Transformando a vida de seus alunos

Transformando a vida de seus alunos

Como professores de todo o Brasil transformaram a vida de seus alunos

Histórias de quem superou as adversidades da profissão e ampliou o impacto de suas atividades para além dos muros da escola

Fonte: Revista Educação           10 de outubro de 2014

 

No município de Campo Bom (RS), alunos da Escola Municipal de Ensino Fundamental Santos Dumond fazem mutirões para recolher lixo e plantar mudas de árvores nas margens do arroio. Em São Paulo (SP), estudantes do colégio Stance Dual fizeram um levantamento dos problemas do bairro, elegeram prioridades, se organizaram e enviaram uma carta à subprefeitura responsável pela região, solicitando a recuperação da praça Contos Fluminenses. Em Cacoal (RO), alunos da Escola Estadual Cora Coralina estão envolvidos numa iniciativa que ajuda a controlar a dengue no município: eles distribuem sementes de crotalária, uma planta que atrai libélulas, predadores naturais das larvas e do mosquito que causa a doença.
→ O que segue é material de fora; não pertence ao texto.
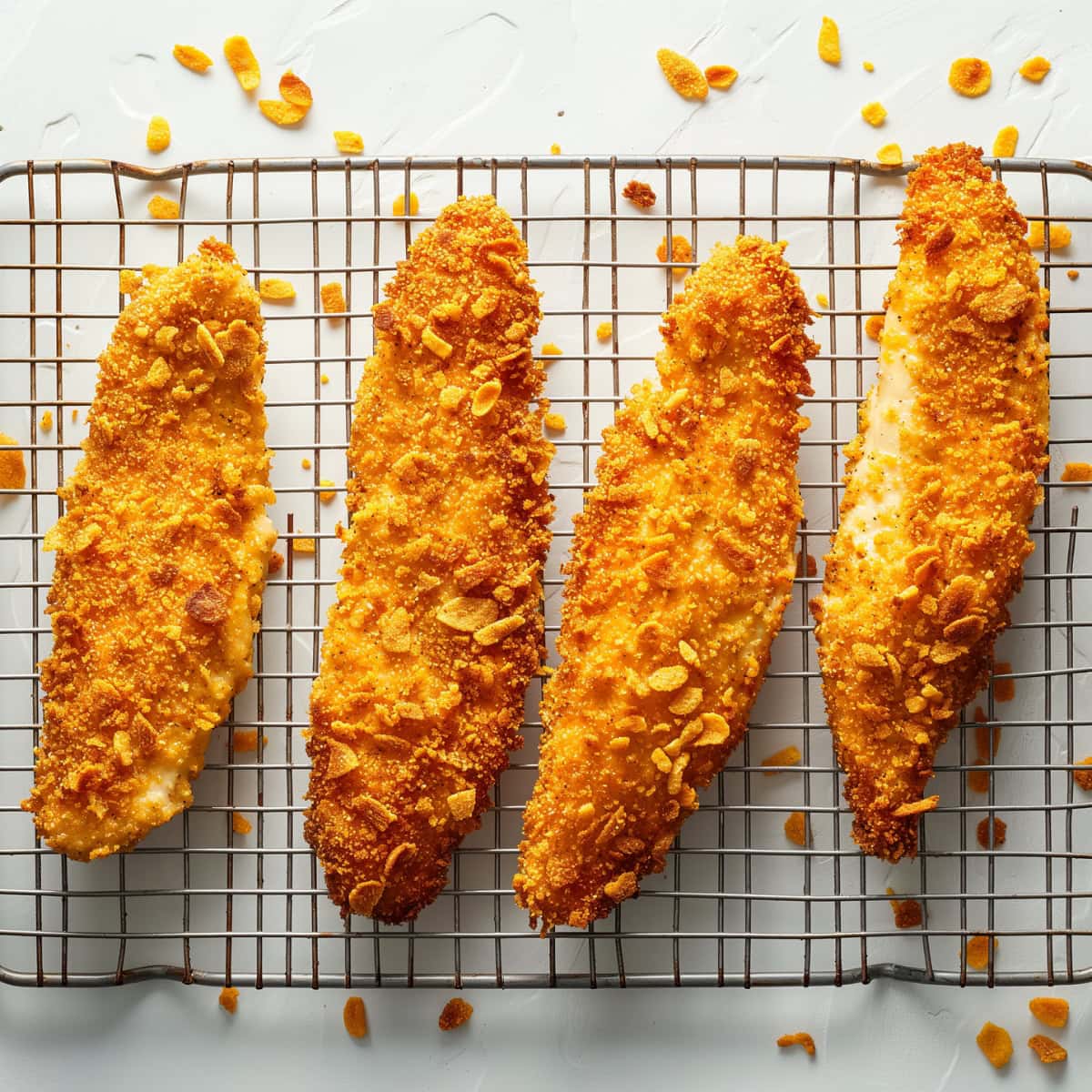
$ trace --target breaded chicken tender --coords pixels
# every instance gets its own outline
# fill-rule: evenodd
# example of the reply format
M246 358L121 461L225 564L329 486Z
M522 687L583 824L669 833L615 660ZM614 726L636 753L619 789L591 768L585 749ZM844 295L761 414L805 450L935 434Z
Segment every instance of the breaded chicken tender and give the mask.
M812 603L854 838L892 862L916 853L937 748L989 678L1047 462L1046 294L981 158L933 149L910 177L879 378Z
M660 871L743 738L795 571L810 321L782 246L715 248L664 317L660 384L604 432L513 880L543 931Z
M189 806L250 677L276 533L258 296L207 239L152 275L99 357L57 554L45 721L23 807L60 853L128 850Z
M431 902L522 746L554 513L525 263L492 198L461 198L375 308L308 741L305 834L343 914Z

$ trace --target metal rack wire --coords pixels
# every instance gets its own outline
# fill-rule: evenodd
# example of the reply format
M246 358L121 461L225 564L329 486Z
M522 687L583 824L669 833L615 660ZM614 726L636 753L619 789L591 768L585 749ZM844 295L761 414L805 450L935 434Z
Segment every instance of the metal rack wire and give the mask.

Embora diferentes entre si e fortemente vinculadas às realidades em que estão inseridas, as iniciativas acima descritas possuem algo em comum: foram colocadas em prática por professores e extrapolaram o ambiente escolar, impactando o entorno de suas escolas. No Rio Grande do Sul, a evasão escolar diminuiu junto com a redução das enchentes do arroio Peri. Em Rondônia, o projeto Cacoal contra a dengue ganhou fôlego e escala, resultando numa parceria da escola com as secretarias municipais de Saúde e do Meio Ambiente. Em São Paulo, a praça foi reformada e, agora, o desafio é envolver os comerciantes da região da Bela Vista para fazer a manutenção do local.
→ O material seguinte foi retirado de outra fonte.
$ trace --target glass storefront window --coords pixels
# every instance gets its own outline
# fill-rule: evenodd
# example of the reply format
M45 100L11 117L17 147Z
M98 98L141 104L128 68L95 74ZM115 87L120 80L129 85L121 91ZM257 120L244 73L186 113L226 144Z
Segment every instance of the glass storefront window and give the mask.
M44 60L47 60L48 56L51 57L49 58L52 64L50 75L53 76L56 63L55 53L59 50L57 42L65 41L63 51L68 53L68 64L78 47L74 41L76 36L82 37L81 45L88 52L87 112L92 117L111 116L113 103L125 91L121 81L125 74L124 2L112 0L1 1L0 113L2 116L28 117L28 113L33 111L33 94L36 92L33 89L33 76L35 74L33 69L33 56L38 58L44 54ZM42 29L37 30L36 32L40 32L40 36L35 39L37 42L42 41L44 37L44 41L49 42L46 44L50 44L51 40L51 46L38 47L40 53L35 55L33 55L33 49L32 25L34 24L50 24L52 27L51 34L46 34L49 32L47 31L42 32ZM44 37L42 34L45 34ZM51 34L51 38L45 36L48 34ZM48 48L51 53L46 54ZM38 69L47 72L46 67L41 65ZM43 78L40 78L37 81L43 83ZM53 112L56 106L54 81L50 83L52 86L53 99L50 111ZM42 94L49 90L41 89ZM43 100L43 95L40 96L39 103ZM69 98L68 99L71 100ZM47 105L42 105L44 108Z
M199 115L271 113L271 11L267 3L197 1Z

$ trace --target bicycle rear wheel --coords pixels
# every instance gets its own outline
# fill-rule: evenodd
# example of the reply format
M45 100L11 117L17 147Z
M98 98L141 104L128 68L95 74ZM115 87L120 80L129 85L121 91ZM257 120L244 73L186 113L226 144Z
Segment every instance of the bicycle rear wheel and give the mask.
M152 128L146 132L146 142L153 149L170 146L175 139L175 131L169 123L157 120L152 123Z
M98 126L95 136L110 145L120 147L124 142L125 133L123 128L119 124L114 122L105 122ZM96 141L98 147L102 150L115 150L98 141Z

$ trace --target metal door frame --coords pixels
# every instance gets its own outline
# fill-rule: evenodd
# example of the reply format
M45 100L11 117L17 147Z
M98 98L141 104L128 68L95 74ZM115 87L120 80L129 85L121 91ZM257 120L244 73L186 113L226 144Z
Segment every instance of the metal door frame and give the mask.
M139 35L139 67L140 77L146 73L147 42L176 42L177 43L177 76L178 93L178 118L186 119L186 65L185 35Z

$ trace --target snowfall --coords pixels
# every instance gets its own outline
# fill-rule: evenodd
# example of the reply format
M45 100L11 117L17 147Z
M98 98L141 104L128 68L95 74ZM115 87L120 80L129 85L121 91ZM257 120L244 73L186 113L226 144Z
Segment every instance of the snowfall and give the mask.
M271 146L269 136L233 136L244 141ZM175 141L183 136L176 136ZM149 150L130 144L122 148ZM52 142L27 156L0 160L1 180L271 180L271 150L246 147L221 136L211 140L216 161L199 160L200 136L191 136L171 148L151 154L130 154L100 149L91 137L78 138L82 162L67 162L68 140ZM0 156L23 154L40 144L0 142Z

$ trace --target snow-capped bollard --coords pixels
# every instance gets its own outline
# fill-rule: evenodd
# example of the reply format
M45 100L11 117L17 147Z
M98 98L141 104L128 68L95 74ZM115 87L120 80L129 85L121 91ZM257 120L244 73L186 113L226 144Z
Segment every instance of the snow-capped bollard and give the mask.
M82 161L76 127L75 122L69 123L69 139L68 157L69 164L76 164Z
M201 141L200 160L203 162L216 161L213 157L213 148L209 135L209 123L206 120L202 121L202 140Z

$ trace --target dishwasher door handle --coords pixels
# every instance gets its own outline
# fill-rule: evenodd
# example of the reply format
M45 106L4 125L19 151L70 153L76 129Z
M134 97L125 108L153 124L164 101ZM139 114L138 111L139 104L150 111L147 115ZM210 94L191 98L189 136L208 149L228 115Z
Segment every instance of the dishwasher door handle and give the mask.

Esses exemplos mostram que, apesar de um cotidiano atribulado e permeado de desafios, em todas as partes do Brasil muitos docentes transformam problemas e desafios do dia a dia em iniciativas que mudam (para melhor) a vida dos alunos, das escolas e, muitas vezes, da comunidade. Quais seriam, então, as características que fazem com que esses profissionais se destaquem em seu grupo? Como eles conseguem superar a realidade muitas vezes desanimadora das escolas brasileiras? O que faz com que eles se tornem professores transformadores?
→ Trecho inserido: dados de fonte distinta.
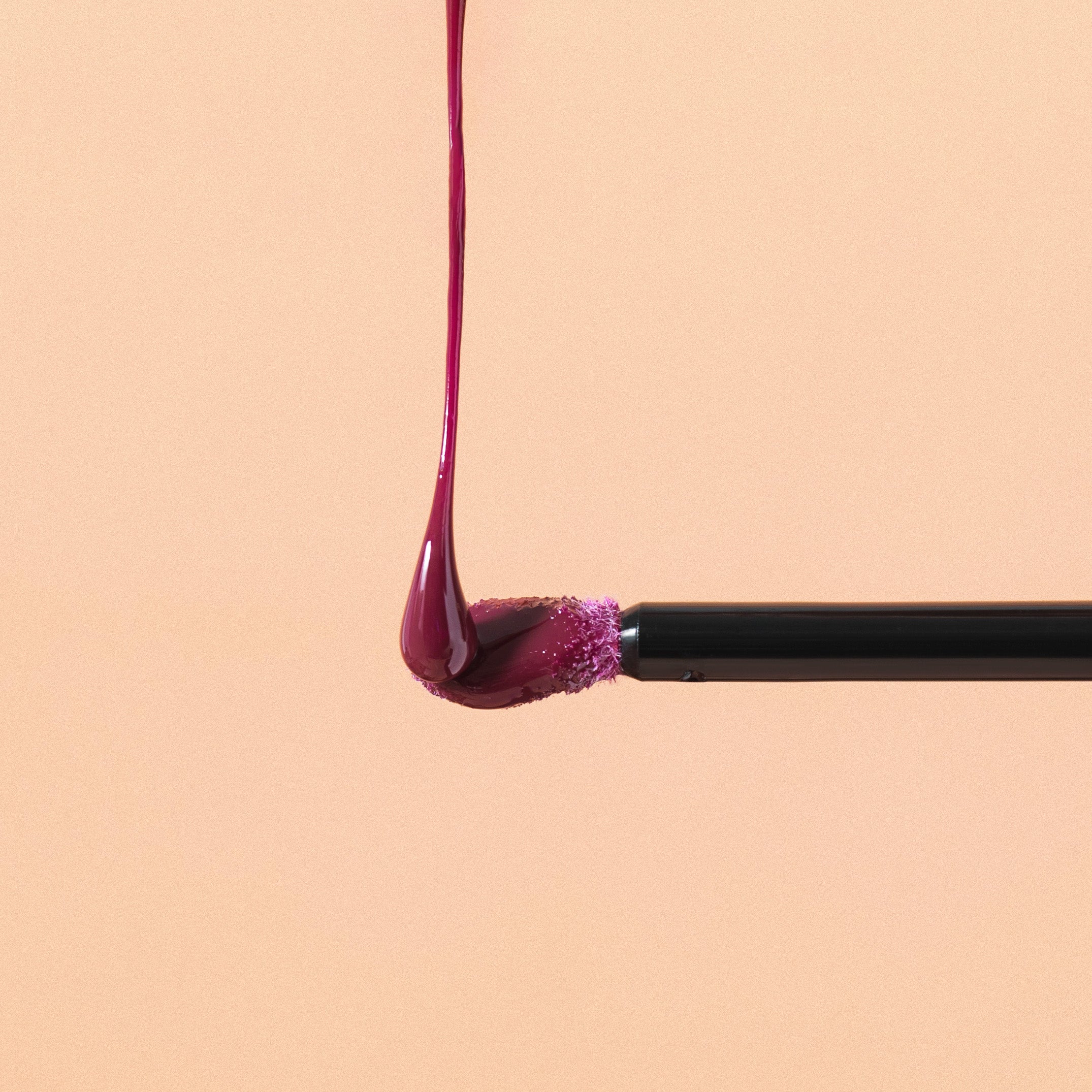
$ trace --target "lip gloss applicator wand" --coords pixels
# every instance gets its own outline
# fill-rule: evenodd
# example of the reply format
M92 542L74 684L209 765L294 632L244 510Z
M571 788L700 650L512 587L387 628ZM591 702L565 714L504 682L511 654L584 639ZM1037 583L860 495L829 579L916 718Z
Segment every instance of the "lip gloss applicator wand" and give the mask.
M463 321L465 0L448 24L448 345L440 462L402 617L402 657L439 698L511 709L637 679L1092 679L1092 603L641 603L480 600L455 567Z

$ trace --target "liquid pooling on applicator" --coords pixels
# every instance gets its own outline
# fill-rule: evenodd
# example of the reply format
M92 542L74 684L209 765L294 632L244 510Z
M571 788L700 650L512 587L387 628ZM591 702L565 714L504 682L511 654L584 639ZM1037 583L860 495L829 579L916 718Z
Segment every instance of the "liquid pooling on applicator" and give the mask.
M448 356L443 439L432 508L402 618L402 658L439 698L508 709L578 693L619 669L614 600L483 600L467 608L455 568L452 500L463 325L466 177L463 157L465 0L448 5Z

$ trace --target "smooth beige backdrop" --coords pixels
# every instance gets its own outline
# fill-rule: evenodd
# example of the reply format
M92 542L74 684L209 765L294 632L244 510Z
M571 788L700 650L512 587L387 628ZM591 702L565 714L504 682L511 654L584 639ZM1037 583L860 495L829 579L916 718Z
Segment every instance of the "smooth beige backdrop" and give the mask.
M403 669L441 0L0 40L4 1090L1092 1087L1092 686ZM1084 0L470 0L467 593L1092 598L1090 71Z

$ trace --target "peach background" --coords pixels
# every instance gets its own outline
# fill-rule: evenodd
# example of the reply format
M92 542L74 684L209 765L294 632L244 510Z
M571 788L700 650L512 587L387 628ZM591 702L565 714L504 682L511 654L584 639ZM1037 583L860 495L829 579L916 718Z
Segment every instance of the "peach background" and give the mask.
M402 669L442 10L0 13L0 1084L1089 1088L1092 686ZM467 592L1092 598L1090 71L471 0Z

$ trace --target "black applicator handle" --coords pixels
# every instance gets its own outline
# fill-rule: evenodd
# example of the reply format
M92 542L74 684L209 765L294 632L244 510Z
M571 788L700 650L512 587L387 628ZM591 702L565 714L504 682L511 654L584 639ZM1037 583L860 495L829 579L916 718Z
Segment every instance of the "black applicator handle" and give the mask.
M638 679L1092 679L1092 603L639 603Z

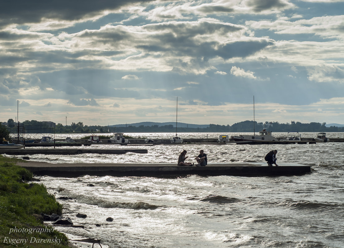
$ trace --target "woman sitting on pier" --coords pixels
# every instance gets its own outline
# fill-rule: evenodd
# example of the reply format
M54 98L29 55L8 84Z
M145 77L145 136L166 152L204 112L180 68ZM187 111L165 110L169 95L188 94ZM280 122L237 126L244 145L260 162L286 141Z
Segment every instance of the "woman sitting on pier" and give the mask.
M189 157L189 156L185 156L185 155L186 155L187 152L186 152L186 150L183 150L183 152L179 155L179 156L178 158L178 164L177 165L178 166L192 166L192 164L191 163L184 163L185 159Z

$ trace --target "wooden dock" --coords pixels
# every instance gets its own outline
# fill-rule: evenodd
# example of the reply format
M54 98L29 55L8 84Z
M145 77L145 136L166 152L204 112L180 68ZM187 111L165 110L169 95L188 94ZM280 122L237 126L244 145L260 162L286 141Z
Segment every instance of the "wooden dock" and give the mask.
M279 163L278 166L266 163L237 163L208 164L205 166L179 166L175 164L50 164L17 163L38 175L75 177L88 175L114 176L276 176L303 175L311 172L311 167L292 163Z
M96 148L41 148L25 149L0 149L0 154L6 153L11 155L30 155L43 154L46 155L75 155L83 153L98 154L123 154L127 153L148 153L148 150L144 149L98 149Z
Para Bernadete Gatti, pesquisadora da Fundação Carlos Chagas, são muitos os professores que realizam ações transformadoras e inovadoras no Brasil e que, para isso, muitas vezes, superam as dificuldades que encontram no trabalho e, até, as falhas de formação. Segundo a pesquisadora, o diferencial desses profissionais é aliar uma insatisfação com a realidade ao impulso de encontrar soluções para os problemas.

COMPROMISSO SOCIAL
Como se sabe, o cenário para o exercício da docência no Brasil oferece condições distantes do ideal. Um a cada quatro docentes tem contrato precário ou é terceirizado, de acordo com o Instituto de Pesquisa Econômica Aplicada (Ipea).

A remuneração ainda deixa a desejar, embora tenha melhorado nos últimos anos: na média, o salário dos docentes corresponde a 51% do salário médio de um profissional com curso superior, formado em outras áreas. Além de ganhar menos, os professores trabalham longas horas, muitas vezes em diversos estabelecimentos: cerca de 40% dos professores fazem jornada dupla ou tripla, segundo dados de 2009 do Ministério da Educação (MEC).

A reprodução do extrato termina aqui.